— Что это? — поднял он полные отчаянного удивления глаза.
— Что? — ответила хрипло, неестественно.
— Тут дата рождения — пятое сентября! А ты говорила… Погоди, Надь… Это что же у нас получается? О господи!
С минуту они смотрели друг на друга, не мигая. Она не могла слова сказать, будто поразило, он же, было видно, с трудом силился принять в себя свалившееся на голову прозрение. Нет, не было испуга в его глазах. Скорее изумление, сопряженное с ужасом воспоминания. Да и кто бы в такой ситуации не испугался да не изумился…
— Чего это вы тут? — вывела их из прострации появившаяся в дверях заспанная Лиля.
Они оба синхронно повернули головы, смотрели, будто не видя. Надя первая пришла в себя, цапнула из Сережиных пальцев Вероникино свидетельство о рождении, торопливо сгребла оставшиеся бумаги в кучу.
— Ничего, Лиль! Вот, документы смотрим…
— А, понятно. Сереж, как дела? Все получилось с арендой?
— Да, все нормально. Завтра с утра можно договор забирать.
Голос у него дрожал, рука воровато шарила по столу, кадык дернулся непроизвольно вверх-вниз. На Надю он не смотрел, старательно отводил глаза в сторону.
— Да что с тобой? Что тут происходит?
— Ничего. Все нормально, Лиль…
— Ну, если нормально, пойдем спать. Тебе завтра вставать рано.
— Да, иду…
Уходя, он оглянулся, посмотрел ей в глаза быстро и довольно решительно. «Завтра обо всем поговорим» — так она прочитала его взгляд…
* * *
Всю ночь Надя ворочалась с боку на бок. Потом оставила попытки заснуть, лежала, глядела в темный потолок. Нет, как же так можно — зазеваться и не заметить, как он опасную бумагу в руки взял? А теперь что — он все знает, и надо как-то с этим жить…

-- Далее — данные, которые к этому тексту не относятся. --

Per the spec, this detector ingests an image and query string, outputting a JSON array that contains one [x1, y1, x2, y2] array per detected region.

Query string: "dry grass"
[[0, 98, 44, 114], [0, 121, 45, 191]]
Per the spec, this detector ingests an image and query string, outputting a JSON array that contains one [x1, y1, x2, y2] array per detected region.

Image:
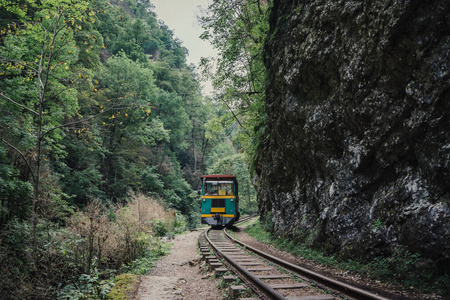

Только вопрос: как? Причем под одной крышей жить. Бедная Лиля — ей-то за что?
Взяла и свалилась на нее проблема в лице какой-то там родственницы с ребенком, да и не просто ребенком, а родной дочерью мужа… Как будто ей одного Мишеньки мало…
Конечно, она ничего про Веронику не узнает. Сережа ничего не скажет. Но сам-то… Он-то теперь знает! И как себя дальше поведет в этой ситуации — неизвестно. Он же такой прямой, честный! А она, выходит, совсем бесчестная, если влезла в чужую семью, пусть и непреднамеренно.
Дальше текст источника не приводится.